Custom Seccomp Profile for Special Cases:

{
  "defaultAction": "SCMP_ACT_ERRNO",
  "architectures": ["SCMP_ARCH_X86_64"],
  "syscalls": [
    {
      "names": [
        "read", "write", "open", "close", "stat", "fstat",
        "lstat", "poll", "lseek", "mmap", "mprotect", "munmap",
        "brk", "rt_sigaction", "rt_sigprocmask", "rt_sigreturn",
        "ioctl", "pread64", "pwrite64", "readv", "writev"
      ],
      "action": "SCMP_ACT_ALLOW"
    }
  ]
}

RBAC Configuration That Works

Fix 1: Service Account Permissions (Least Privilege Approach)
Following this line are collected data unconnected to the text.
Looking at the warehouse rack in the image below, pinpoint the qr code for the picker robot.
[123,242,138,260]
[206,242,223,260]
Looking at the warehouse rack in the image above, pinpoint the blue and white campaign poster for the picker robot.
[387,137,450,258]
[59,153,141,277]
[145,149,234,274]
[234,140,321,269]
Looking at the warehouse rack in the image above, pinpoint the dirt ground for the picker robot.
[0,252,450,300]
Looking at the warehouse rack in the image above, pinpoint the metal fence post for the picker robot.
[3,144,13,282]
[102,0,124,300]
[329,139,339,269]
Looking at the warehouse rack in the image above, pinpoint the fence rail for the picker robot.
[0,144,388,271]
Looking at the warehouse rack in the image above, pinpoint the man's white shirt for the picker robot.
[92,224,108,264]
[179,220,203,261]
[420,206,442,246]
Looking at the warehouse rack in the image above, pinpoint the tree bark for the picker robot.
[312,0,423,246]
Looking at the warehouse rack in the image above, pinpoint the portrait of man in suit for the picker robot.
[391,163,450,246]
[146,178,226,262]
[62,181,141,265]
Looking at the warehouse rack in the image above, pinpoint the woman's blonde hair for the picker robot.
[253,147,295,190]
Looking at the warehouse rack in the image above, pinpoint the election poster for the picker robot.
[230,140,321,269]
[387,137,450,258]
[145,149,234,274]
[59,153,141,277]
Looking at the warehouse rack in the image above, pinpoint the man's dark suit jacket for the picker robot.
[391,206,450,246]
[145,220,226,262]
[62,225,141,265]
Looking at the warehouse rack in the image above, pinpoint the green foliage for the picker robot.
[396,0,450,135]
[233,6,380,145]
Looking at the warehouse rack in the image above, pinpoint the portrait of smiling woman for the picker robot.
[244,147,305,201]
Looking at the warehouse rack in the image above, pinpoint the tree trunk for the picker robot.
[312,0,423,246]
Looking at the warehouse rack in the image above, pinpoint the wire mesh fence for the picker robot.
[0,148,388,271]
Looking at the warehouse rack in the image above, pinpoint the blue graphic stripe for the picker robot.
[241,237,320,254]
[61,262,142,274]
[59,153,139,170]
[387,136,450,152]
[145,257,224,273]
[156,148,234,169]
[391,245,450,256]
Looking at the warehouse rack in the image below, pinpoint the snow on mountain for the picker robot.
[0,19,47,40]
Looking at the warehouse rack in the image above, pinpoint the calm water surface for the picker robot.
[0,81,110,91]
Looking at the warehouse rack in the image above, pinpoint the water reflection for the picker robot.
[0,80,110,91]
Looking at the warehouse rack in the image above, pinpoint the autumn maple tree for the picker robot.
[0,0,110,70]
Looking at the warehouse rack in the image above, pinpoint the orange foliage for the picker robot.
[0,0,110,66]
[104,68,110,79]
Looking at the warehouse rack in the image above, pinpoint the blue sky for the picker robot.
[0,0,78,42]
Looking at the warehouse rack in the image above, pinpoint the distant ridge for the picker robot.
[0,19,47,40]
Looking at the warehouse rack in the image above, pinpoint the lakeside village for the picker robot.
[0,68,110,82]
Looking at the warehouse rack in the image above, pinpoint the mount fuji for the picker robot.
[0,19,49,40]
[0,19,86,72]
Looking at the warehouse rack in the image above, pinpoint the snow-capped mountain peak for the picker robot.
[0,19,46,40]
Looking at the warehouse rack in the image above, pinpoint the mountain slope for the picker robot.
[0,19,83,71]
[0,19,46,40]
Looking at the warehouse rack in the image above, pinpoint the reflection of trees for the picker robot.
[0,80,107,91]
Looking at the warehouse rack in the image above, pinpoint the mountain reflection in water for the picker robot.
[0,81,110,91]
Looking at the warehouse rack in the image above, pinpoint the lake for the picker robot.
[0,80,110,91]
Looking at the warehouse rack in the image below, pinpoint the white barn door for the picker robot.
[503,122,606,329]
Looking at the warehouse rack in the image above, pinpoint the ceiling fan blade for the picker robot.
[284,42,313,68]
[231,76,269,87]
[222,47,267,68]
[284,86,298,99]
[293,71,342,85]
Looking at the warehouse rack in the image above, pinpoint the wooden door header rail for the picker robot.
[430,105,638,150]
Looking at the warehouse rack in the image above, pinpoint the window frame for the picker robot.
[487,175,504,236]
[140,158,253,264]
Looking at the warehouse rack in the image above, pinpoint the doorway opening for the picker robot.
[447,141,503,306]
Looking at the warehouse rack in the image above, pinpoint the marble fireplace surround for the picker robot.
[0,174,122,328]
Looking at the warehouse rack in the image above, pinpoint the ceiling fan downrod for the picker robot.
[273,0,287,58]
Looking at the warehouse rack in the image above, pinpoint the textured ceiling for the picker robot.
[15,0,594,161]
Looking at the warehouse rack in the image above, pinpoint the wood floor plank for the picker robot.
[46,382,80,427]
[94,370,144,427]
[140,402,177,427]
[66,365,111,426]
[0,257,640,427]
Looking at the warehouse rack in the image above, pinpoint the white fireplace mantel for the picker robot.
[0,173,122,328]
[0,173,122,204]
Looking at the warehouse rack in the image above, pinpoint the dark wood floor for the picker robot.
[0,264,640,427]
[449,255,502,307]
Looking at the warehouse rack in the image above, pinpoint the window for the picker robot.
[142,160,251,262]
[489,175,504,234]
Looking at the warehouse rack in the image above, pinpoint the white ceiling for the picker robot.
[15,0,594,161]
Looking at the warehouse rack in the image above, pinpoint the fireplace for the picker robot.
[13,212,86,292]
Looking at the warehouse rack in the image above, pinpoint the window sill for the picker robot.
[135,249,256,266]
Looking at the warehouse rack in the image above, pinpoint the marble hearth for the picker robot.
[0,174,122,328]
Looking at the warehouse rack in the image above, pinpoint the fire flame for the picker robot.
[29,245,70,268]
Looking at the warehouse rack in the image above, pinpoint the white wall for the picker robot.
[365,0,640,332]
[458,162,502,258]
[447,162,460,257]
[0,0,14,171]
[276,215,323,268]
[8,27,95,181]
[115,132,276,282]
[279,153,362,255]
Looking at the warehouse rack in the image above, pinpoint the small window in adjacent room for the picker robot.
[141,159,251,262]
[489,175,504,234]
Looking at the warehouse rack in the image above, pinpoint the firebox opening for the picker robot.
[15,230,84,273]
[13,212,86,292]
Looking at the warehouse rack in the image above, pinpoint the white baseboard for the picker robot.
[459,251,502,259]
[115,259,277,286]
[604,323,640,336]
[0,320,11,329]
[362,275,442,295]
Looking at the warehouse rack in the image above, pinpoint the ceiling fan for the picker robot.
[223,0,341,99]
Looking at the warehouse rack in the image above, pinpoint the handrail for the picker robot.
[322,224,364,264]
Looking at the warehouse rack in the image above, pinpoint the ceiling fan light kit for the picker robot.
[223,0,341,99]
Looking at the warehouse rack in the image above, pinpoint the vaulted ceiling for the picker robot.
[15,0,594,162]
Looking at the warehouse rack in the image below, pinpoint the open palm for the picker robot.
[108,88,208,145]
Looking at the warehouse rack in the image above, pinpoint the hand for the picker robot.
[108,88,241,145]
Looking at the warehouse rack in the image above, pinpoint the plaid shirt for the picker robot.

The Problem: secrets is forbidden: User "system:serviceaccount:default:app" cannot get resource "secrets"

The Systematic Solution:

## 1. Create dedicated ServiceAccount
apiVersion: v1
kind: ServiceAccount
metadata:
  name: app-service-account
  namespace: production
---
## 2. Create minimal Role with only required permissions
apiVersion: rbac.authorization.k8s.io/v1
kind: Role
metadata:
  name: app-permissions
  namespace: production
rules:
## Only allow access to specific secrets
- apiGroups: [""]
  resources: ["secrets"]
  verbs: ["get"]
  resourceNames: ["app-db-secret", "app-api-keys"]
## Allow reading specific ConfigMaps
- apiGroups: [""]
  resources: ["configmaps"]
  verbs: ["get", "list"]
  resourceNames: ["app-config"]
## Allow creating/updating own status
- apiGroups: [""]
  resources: ["pods"]
  verbs: ["patch"]
  resourceNames: ["app-*"]
---
## 3. Bind ServiceAccount to Role
apiVersion: rbac.authorization.k8s.io/v1
kind: RoleBinding
metadata:
  name: app-binding
  namespace: production
subjects:
- kind: ServiceAccount
  name: app-service-account
  namespace: production
roleRef:
  kind: Role
  name: app-permissions
  apiGroup: rbac.authorization.k8s.io

Testing the Permissions:

## Verify the ServiceAccount has exactly the needed permissions
SA="system:serviceaccount:production:app-service-account"
kubectl auth can-i get secrets --as=$SA
kubectl auth can-i get secret/app-db-secret --as=$SA
kubectl auth can-i delete secrets --as=$SA  # Should be "no"
kubectl auth can-i get secrets --as=$SA --subresource=  # List specific secret access

Fix 2: Cross-Namespace Access Patterns

The Problem: Your app in frontend namespace needs to read ConfigMaps from shared-config namespace.

The Secure Approach:

## ClusterRole for cross-namespace access (minimal scope)
apiVersion: rbac.authorization.k8s.io/v1
kind: ClusterRole
metadata:
  name: cross-namespace-config-reader
rules:
- apiGroups: [""]
  resources: ["configmaps"]
  verbs: ["get", "list"]
  # Restrict to specific namespaces
  resourceNames: []
---
## RoleBinding in the target namespace
apiVersion: rbac.authorization.k8s.io/v1
kind: RoleBinding
metadata:
  name: frontend-config-access
  namespace: shared-config
subjects:
- kind: ServiceAccount
  name: frontend-app
  namespace: frontend
roleRef:
  kind: ClusterRole
  name: cross-namespace-config-reader
  apiGroup: rbac.authorization.k8s.io

Fix 3: CI/CD Pipeline Permissions

The Problem: Deployment pipeline needs broad permissions but should be constrained.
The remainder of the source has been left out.